I get really frustrated with Republicans for their pandering at times (i.e. Lyndsey Graham, John McCain, Voinovich), so why do you not react in a similar manner when the Democratic protectors of liberty oversee and vote for such a general resolution reading "all necessary force" just because after 9-11 it was cool to be a John Wayne Conservative. Any one who has been through high school government class much less law school should know what such licence involves Constitutionally.
There wasn't difficulty telling what was international and what was domestic, the difficulties lay in "roving" surveillance, as suspects jump from cell phone to cell phone and agents have to jump from warrant to warrant. I think this is what your thinking of.
The difference between domestic and international phone lines is Constitutional. If you want to point to the 4th Amendment as a protection against wiretaps, which is what I would do were I concerned about invasion of our rights, you must concede that this amendment does not apply to external connections as it may to internal connections. For example, if the government were to search and seize a home in Mexico, as unhappy as the Mexican government would be, it would not be a violation of the fourth amendment.
The Constitution places first our own freedoms and securities, then those of other nations. Being that the only cases in which surveillance is used is when several phone calls are traced as incoming or outgoing to suspected terrorists, who are often jumping from phone to phone, brings to mind what they are talking about. I am sure that it is not pleasant, so before you try going out of your way to extend the protection of these individuals, consider who they are, and what they are doing. As for me, I would air on the side of the President's duty to protect us, as long as it is Constitutional.
I think you mean err.
Sorry, I knew I was making a mistake there. Thanks, I learn words through embarrasing mistaks sutch az thees.
After the crackdown in Tiananmen Square 1989 a family friend called my family to tell us he was alright and to explain what was happening in the city streets. After that call, we didn't hear from him for 14 years, until we visited Beijing in 2004. We found out he was still alive but was jailed for 10 years and "reformed", tortured and abused. They had caught him by tapping all National and International calls because of the Political climate at the time.

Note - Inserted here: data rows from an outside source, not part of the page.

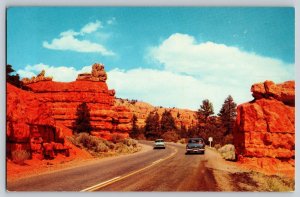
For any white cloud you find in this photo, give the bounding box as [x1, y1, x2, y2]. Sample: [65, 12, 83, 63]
[80, 20, 102, 34]
[43, 21, 115, 56]
[108, 34, 294, 113]
[150, 34, 293, 85]
[17, 63, 92, 82]
[107, 68, 251, 111]
[106, 17, 116, 25]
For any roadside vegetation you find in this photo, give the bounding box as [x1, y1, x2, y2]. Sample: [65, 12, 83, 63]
[130, 95, 237, 148]
[68, 132, 141, 157]
[231, 171, 295, 192]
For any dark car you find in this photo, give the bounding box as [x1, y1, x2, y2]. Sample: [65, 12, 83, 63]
[153, 139, 166, 149]
[186, 138, 205, 154]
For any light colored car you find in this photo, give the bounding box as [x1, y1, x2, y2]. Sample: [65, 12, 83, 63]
[153, 139, 166, 149]
[186, 138, 205, 154]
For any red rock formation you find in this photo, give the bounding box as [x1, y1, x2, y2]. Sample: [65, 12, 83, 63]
[115, 99, 197, 129]
[6, 64, 132, 162]
[234, 81, 295, 175]
[6, 83, 69, 159]
[27, 64, 132, 139]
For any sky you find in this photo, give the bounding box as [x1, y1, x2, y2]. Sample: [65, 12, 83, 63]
[7, 7, 295, 114]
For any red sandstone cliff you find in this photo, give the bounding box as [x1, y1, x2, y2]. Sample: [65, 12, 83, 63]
[115, 99, 197, 129]
[7, 64, 132, 161]
[233, 81, 295, 173]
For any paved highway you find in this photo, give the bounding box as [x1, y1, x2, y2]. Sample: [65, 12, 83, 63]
[7, 141, 219, 192]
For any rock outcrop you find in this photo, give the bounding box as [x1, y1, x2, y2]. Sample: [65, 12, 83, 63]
[6, 83, 69, 159]
[76, 63, 107, 82]
[6, 64, 132, 161]
[22, 70, 52, 85]
[27, 64, 132, 140]
[234, 81, 295, 173]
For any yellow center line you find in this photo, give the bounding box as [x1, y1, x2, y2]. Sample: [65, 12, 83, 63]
[81, 147, 178, 192]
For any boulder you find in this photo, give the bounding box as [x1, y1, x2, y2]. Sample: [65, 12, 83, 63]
[233, 81, 295, 175]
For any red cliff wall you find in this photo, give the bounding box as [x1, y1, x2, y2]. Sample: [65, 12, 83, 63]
[27, 64, 132, 139]
[234, 81, 295, 173]
[6, 64, 132, 161]
[6, 83, 69, 159]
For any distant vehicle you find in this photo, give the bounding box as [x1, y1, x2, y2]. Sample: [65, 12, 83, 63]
[186, 138, 205, 154]
[153, 139, 166, 149]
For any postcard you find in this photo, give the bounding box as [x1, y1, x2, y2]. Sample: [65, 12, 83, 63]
[6, 6, 295, 192]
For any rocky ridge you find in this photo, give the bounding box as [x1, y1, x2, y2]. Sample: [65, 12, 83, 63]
[233, 81, 295, 173]
[115, 98, 197, 129]
[7, 64, 132, 161]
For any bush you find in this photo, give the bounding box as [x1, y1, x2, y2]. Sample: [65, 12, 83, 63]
[69, 133, 110, 154]
[11, 150, 30, 165]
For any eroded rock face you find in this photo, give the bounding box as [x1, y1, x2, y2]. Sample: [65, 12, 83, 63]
[6, 83, 69, 159]
[22, 70, 52, 85]
[251, 81, 295, 106]
[76, 63, 107, 82]
[6, 64, 132, 159]
[234, 81, 295, 175]
[115, 99, 197, 129]
[28, 64, 132, 140]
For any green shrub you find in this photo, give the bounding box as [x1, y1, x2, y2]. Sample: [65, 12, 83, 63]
[11, 150, 30, 165]
[218, 144, 236, 161]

He was accused of plotting against the government and being a traitor to the Communist Party. For obvious reasons, I am fiercely critical when it comes to a governments' so-called "justifiable" reasons for protecting it's country.
Oh, by the way, the 72 hour argument is flawed in that a layer of beaurocracy must still be traversed before gaining the ability to perform such a task without prior warrant. This may be the fault of the department, or it may be a solid argument for which international roving calls would not necessarily necessitate warrants in rare circumstances.